Conclusion: Among patients admitted to inpatient rehabilitation after severe stroke, women and men had comparable crude mortality rates at 3 years. After multivariable adjustment, however, women had lower mortality risk. No sex-differences in the risk of being transferred to acute care or dying within 90 days from admission to rehabilitation or in responsiveness to rehabilitation were observed.
Stroke is a leading cause of death and disability worldwide (1). According to the most recent report from the Global Burden of Disease Stroke Collaboration, there were 1·03 million incident strokes in Western Europe and 0·81 in North America in 2016 (1). Despite a substantial decline in stroke mortality in recent decades, stroke is the second leading cause of cardiovascular death worldwide (2). Approximately 20–25% of stroke survivors present severe disability (3). Comorbidity is prevalent in stroke patients and affects both life expectancy and disability (4).
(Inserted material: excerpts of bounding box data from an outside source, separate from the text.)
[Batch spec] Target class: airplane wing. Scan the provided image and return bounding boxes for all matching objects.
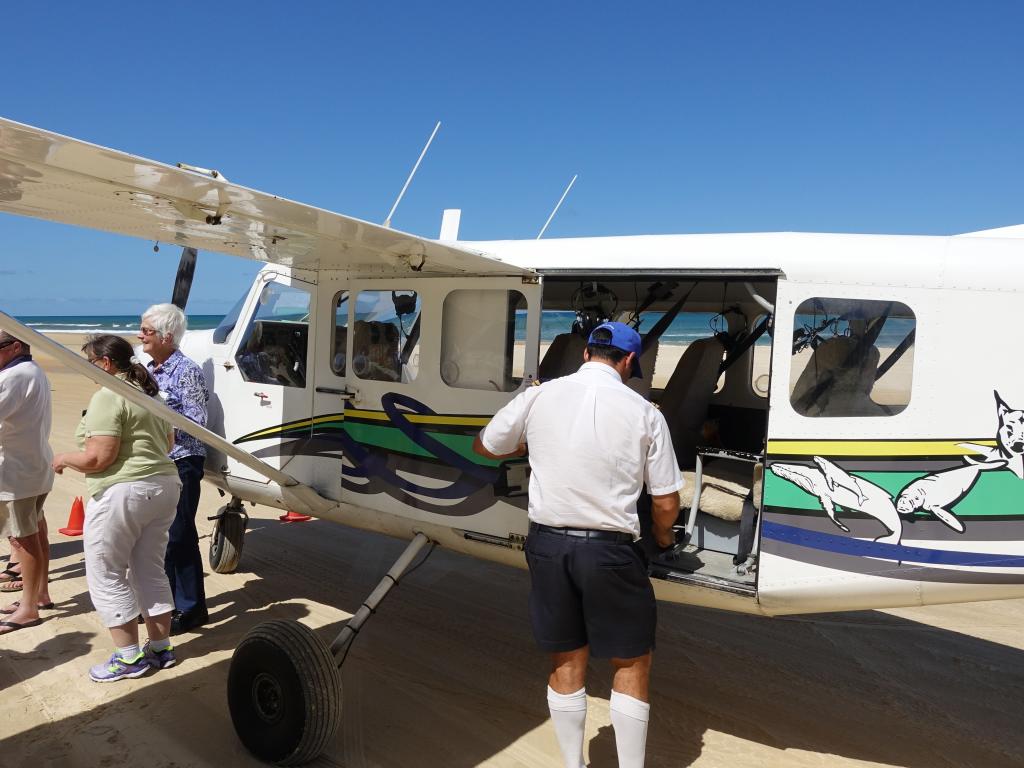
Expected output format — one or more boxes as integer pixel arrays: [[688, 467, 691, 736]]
[[956, 224, 1024, 239], [0, 312, 337, 514], [0, 118, 530, 275]]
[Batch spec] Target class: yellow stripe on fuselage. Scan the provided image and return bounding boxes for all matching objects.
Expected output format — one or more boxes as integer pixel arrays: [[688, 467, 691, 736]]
[[768, 439, 996, 457], [345, 408, 490, 427]]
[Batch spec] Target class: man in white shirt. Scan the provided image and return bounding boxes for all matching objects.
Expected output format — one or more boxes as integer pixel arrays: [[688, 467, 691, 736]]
[[474, 323, 683, 768], [0, 331, 53, 635]]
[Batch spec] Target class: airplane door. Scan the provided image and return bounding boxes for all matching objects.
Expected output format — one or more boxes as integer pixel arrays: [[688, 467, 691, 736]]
[[303, 272, 354, 501], [215, 272, 315, 482], [335, 276, 541, 546]]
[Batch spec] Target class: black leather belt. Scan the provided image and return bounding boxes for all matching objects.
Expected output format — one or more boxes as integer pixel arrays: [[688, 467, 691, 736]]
[[529, 522, 633, 544]]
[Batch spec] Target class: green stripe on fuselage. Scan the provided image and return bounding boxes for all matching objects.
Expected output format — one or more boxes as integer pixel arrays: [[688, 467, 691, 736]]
[[764, 469, 1024, 517], [344, 422, 501, 467]]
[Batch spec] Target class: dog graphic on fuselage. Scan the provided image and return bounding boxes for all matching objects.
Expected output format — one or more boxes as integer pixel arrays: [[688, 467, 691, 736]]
[[994, 392, 1024, 479], [959, 391, 1024, 480]]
Understanding sex differences in epidemiology, pathophysiology, outcomes, and treatment effectiveness is important since could provide evidence for reducing potential sex disparities. Previous studies of sex differences in post-stroke outcomes provided conflicting findings (5). Two recently published systematic reviews from the International Stroke Outcomes Study (INSTRUCT) research group suggest that sex differences in mortality and functional outcomes are eliminated after adjustment for age, pre-stroke functional limitation, and stroke severity (6, 7). The higher mortality risk for women was even reversed after adjustment (6). However, as noted by the Authors, the variability in measures of stroke severity used in individual studies may have introduced some bias in adjusted estimates (6). Furthermore, Gall et al., considering patient-reported outcomes, showed that women had worse functional outcomes than men, which persisted after accounting for a range of covariates (8). However, the role of rehabilitation was yet not addressed in any of the above-mentioned studies. Despite the large number of studies on sex differences in stroke, only few data are available on the relative responsiveness of women and men to rehabilitation (6). Early rehabilitation is effective in fostering functional recovery and may positively affect mortality (9, 10). An association between functional gain achieved with rehabilitation and mortality risk also has been demonstrated (11, 12). Another aspect to consider is that most individual studies have been based on patient populations with prevalent mild or moderate stroke and the relevance of research findings to the critical population with severe stroke remains elusive. Severe stroke is associated with increased burden of mortality and disability, wider interindividual variation in responsiveness to rehabilitation, and higher healthcare and social costs compared with less severe strokes (12, 13). Better understanding of sex differences in this challenging patient population could provide new insightful information and opportunities to reduce potential sex disparities. To address this issue, we studied 1,316 patients classified as case-mix groups (CMGs) 0108, 0109, and 0110 of the Medicare case-mix classification system (14), which was specifically developed to account for “the level of severity of a given case” (15). Case-mix groups 0108, 0109, and 0110 encompass the most severe strokes.
Materials and Methods
Patients were recruited from the specialized stroke rehabilitation units of the Maugeri inpatient rehabilitation facilities (IRFs) of Cassano Murge (Bari), Telese Terme (Benevento), and Montescano (Pavia) in Italy. Enrolment periods varied among the participating centers but ran from February 2002 to September 2016 overall. A total of 3,646 patients admitted for stroke rehabilitation were identified using a computer-generated list obtained from our administrative database and by reviewing electronic medical records. We included patients admitted to stroke rehabilitation units ≤90 days from stroke occurrence and classified as CMG 0108 (weighted Functional Independence Measure [wFIM] motor score <26.15 and age >84.5), 0109 (wFIM motor score >22.35 and <26.15, and age <84.5), or 0110 (wFIM motor score <22.35 and age <84.5) of the Medicare case-mix classification system (14). Patients classified as CMGs 0101 to 0107, admitted to rehabilitation >90 days from stroke occurrence, or discharged against medical advice were excluded. Of the 3,646 patients, 1,316 fulfilling the selection criteria were included in the study. Figure 1 shows the flowchart of patient selection. The Medicare classification system distinguishes 10 CMGs for stroke rehabilitation. Patients are assigned into one of the 10 distinct CMGs, based on age, the sum of weighted ratings for 12 FIM-motor items (transfer to tub or shower item is excluded), and the sum of FIM cognitive ratings (14). The FIM is currently the most widely used measure to describe the degree of impairment in activities of daily living in clinical practice. The motor-FIM score consists of 13 items assessing four domains of function (self-care, sphincter control, transfers, and locomotion). The cognitive-FIM score consists of five items assessing two domains (communication and social cognition). Each item is scored on a 7-point Likert scale, from 1 (total dependence) to 7 (total independence).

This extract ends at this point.